You come from Brazil, where the destruction of the Amazon Rainforest has accelerated since the inauguration of President Bolsonaro. But he refuses to heed advice from abroad.
There’s no question that the fires in the Amazon Rainforest are terrible. And while Bolsonaro’s actions are problematic, it doesn’t help to point the finger at the Global South without acknowledging that economic growth in the North was fuelled by the depletion of its own natural resources and continues to depend on external raw materials. . This progress has hidden price tags, which are now presenting themselves in the form of excessive pollution, mental illnesses, antimicrobial resistance, the climate crisis, obesity and other problems. Emerging and developing countries need to take a different route and strike a balance between nature conservation and economic development. With my work, I hope to put these issues at the centre of policy circles to drive change.
How will the Klaus Töpfer Sustainability Fellowship help you to do that?
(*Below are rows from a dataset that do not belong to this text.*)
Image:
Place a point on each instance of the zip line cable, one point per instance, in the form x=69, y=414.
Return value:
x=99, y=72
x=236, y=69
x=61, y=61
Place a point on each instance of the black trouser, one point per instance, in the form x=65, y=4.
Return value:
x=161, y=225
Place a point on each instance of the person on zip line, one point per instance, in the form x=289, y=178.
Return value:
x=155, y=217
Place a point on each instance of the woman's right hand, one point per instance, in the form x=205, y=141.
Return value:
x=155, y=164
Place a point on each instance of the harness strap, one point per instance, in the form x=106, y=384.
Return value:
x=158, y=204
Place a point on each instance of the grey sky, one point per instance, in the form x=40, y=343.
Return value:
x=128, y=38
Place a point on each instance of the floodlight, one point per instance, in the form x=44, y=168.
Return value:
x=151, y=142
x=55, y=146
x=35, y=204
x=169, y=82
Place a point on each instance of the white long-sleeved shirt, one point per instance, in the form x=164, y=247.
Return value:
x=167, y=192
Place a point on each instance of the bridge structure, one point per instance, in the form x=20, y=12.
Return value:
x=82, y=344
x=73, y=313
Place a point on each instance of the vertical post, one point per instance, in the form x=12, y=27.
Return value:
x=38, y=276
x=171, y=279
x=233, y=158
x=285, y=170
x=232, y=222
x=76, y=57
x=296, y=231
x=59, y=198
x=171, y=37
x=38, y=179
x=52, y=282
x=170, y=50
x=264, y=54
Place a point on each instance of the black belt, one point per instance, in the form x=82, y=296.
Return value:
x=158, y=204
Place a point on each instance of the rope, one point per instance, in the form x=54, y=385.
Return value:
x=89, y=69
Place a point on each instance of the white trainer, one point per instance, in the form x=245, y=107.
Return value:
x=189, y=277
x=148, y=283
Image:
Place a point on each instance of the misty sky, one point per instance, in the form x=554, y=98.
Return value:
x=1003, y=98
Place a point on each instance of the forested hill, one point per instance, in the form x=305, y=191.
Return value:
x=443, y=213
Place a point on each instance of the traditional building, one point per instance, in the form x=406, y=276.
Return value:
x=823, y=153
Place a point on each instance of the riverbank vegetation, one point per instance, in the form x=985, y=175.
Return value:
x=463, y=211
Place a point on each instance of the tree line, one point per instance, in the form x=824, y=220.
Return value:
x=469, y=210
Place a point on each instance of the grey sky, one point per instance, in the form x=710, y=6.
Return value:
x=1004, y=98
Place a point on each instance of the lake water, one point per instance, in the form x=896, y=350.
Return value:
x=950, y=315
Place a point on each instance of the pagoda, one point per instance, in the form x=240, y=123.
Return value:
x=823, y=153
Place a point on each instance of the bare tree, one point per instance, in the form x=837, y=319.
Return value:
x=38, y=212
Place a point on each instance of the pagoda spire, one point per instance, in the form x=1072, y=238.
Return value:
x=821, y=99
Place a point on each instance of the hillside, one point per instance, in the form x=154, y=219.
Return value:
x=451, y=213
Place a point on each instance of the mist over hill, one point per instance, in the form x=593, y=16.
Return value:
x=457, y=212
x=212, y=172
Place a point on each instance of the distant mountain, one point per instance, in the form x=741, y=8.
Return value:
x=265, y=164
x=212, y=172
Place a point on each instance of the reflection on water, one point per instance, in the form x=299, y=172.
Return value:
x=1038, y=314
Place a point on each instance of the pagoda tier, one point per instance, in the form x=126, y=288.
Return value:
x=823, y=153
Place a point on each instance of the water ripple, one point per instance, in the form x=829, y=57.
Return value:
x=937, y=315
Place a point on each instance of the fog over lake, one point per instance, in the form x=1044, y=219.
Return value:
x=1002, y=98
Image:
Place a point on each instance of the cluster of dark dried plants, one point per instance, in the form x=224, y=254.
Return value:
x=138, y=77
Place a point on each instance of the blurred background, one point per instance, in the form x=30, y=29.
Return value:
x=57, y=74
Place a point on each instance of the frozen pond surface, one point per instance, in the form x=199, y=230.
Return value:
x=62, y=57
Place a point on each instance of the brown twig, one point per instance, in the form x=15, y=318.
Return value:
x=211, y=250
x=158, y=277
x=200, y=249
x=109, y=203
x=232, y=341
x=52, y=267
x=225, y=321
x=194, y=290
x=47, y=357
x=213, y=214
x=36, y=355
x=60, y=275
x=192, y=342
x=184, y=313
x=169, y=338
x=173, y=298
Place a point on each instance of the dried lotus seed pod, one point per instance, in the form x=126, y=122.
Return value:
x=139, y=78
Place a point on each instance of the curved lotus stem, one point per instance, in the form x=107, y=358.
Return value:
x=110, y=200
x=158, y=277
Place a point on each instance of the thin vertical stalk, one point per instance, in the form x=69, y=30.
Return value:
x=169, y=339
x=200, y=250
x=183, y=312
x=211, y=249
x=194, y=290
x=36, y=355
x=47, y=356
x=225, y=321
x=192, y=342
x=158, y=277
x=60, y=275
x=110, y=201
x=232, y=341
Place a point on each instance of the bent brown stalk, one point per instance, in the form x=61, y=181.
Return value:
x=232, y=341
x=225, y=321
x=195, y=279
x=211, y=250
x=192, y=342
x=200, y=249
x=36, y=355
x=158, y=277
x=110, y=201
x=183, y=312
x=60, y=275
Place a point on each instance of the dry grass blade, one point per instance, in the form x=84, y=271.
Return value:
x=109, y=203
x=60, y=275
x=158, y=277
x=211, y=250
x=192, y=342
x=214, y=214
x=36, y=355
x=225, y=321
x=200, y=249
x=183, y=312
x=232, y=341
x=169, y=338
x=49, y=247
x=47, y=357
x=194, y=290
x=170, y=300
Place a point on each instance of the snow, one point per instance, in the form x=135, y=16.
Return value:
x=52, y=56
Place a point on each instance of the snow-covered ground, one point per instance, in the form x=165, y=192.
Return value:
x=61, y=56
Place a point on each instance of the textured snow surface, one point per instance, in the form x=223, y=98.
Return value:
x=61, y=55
What I particularly admire about Klaus Töpfer and the IASS is their commitment to “transdisciplinary science”, where academics from the natural, social and human sciences work together on sustainability topics with representatives of politics and civil society. That’s precisely where my focus and experience lie. At the Global Health Asia Institute, we help local communities to get involved in generating knowledge and solutions at the interface between ecology and health. We now know that it’s counterproductive to arrive on the scene and try to impose solutions “from above”. In rural parts of Cambodia or Laos, for example, it makes sense to incorporate the views of local communities as they have knowledge to share with scientists. In many cases, pre-defined academic research questions are not even relevant at the local level.
What are your plans for your fellowship year?
I would like to use my fellowship to publish what I have learned about how to make planetary health a local reality. With my fellowship, I also hope to create new networks across Latin America to raise the profile of the topic of planetary health and contribute to the next Planetary Health Annual Meeting, which will take place in Brazil in the spring of 2021. Above all, I want to focus on putting women at the centre of planetary health solutions. For example, I would like to use the Global Female Leaders Summit in Berlin to launch a “Women for Planetary Health” initiative, where influential women could act as mentors and supporters of projects that enhance the education and agency of young girls in the most vulnerable areas of our planet. I also believe that art, and not only science, can inspire change.